To the Editor:
Heartland Payment Systems announced last month one of the largest data breaches on record ["Post-Breach Goal: Wider Encryption" Jan. 29]. Hackers implemented malware to gain access to Heartland's systems and escaped with 100 million credit and debit card numbers.
The end result could see millions of citizens become the victims of identity theft, potentially costing millions of dollars in fraud losses.
From RBS Worldpay, Hannaford Brothers Co., and TJX Cos. Inc. to CardSystems Solutions and now Heartland Payment Systems, we're now in the hundreds of millions of people affected by data breach, impacting nearly every family in America.
Organizations continue to be more concerned with their bottom line than the well-being of their customers. This callous attitude was antiquated in 2005, much less 2009. We must take action now. True cybersecurity will not become a reality until governments and corporations are held accountable for protecting citizen data. What is it going to take for organizations and governments to act?
From my perspective, these critical actions are necessary.
Organizations must encrypt all customer information and card numbers — even inside the network. Organizations should also implement policies for strong authentication and persistent encryption — files or data remain encrypted no matter where they are moved, copied, sent, or stored.

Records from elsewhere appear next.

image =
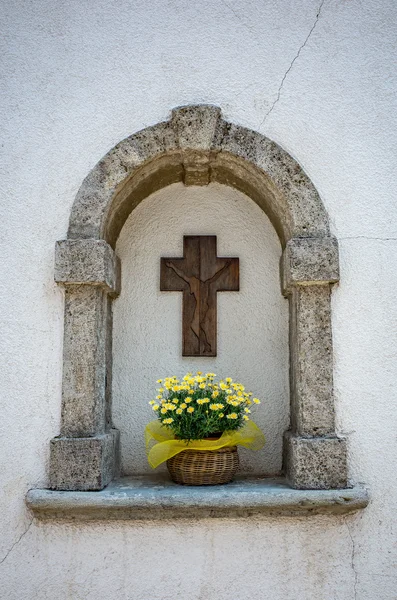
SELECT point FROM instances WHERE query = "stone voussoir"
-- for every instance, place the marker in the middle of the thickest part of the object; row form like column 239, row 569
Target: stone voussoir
column 87, row 261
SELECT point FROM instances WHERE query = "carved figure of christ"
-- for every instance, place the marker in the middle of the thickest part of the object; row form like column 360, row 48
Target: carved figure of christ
column 200, row 274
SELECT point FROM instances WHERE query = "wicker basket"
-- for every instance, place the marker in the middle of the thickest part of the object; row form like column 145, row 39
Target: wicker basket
column 204, row 467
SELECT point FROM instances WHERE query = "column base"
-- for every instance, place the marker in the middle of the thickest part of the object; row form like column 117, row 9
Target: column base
column 316, row 463
column 84, row 464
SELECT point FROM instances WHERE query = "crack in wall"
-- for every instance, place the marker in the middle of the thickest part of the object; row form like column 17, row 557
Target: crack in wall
column 7, row 554
column 292, row 64
column 353, row 560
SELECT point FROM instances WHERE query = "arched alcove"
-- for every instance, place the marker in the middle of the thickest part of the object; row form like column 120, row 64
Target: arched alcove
column 195, row 147
column 147, row 323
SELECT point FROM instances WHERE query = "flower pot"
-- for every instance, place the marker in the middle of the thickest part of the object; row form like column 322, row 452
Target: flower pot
column 204, row 467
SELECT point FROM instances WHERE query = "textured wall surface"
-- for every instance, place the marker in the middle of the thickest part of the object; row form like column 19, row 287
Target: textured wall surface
column 253, row 323
column 319, row 78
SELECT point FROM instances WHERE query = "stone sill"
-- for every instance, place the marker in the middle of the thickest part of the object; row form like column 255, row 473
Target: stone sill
column 146, row 497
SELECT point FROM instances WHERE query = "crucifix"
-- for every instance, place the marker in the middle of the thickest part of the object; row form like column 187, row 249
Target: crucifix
column 200, row 274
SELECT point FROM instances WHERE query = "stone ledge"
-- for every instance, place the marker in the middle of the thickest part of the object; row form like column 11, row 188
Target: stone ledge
column 158, row 498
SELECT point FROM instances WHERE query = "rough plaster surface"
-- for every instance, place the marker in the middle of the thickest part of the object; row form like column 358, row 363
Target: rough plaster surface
column 147, row 323
column 81, row 77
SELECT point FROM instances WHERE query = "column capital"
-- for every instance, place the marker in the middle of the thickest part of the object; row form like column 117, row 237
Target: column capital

Congress must standardize data breach notification laws and call for technology that truly protects consumer information. A national data breach bill, which is currently held up in congressional committee, would standardize the sea of fragmented data breach laws currently on the books in 38 states. This unified approach will make it less costly for all organizations to do business — not to mention protect the interests of consumers.

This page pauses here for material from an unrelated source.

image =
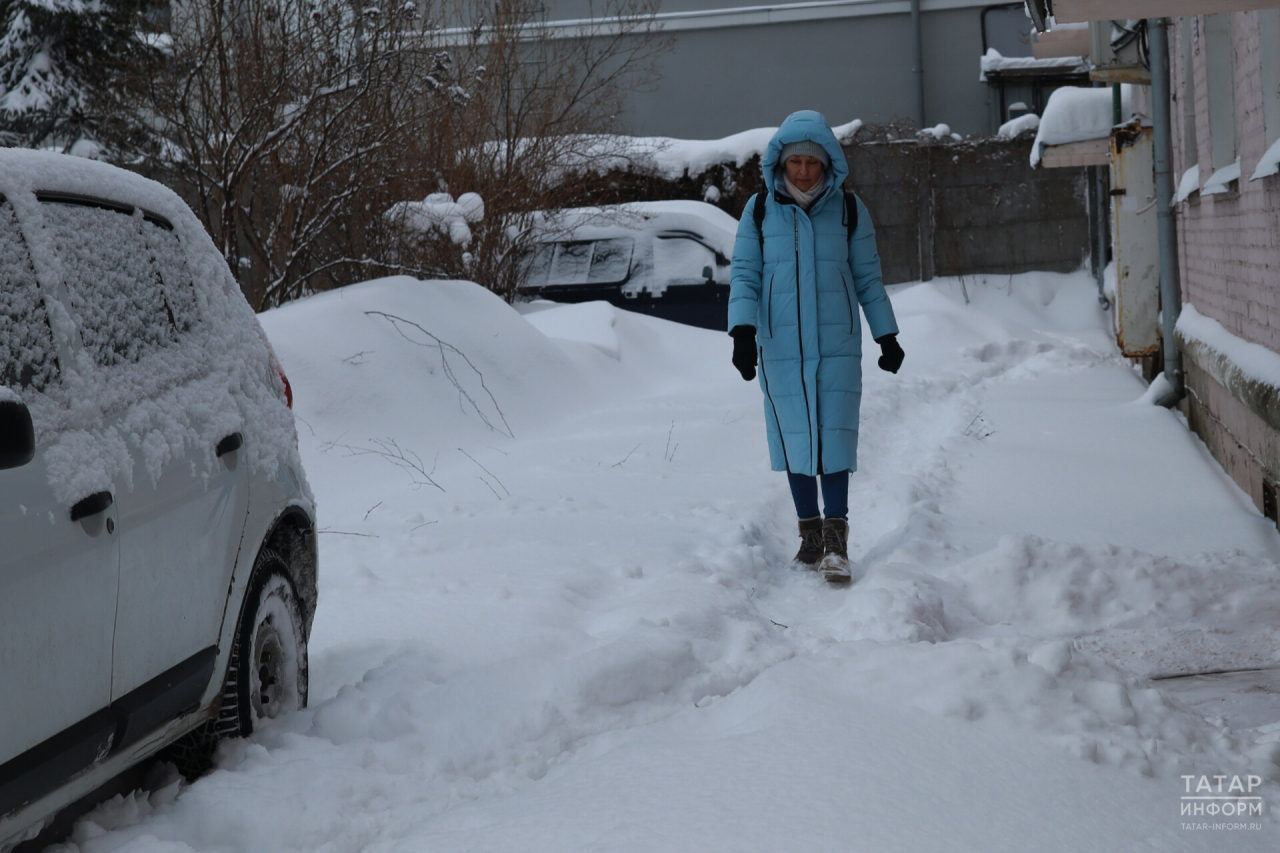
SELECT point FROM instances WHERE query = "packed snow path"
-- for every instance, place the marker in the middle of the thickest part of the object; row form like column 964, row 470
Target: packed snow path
column 557, row 614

Now is the time for the Obama administration to implement change that truly helps protect the identities of Americans. Fraud will continue to plague financial institutions, retailers, corporations, and their customers until stronger data security policies are in place. President Obama has promised to make cybersecurity a top priority; now his administration, Congress, and corporate leaders need to fulfill that promise.Bill Conner
President and CEO
DallasEditor's Note: Entrust is a provider of digital security technology.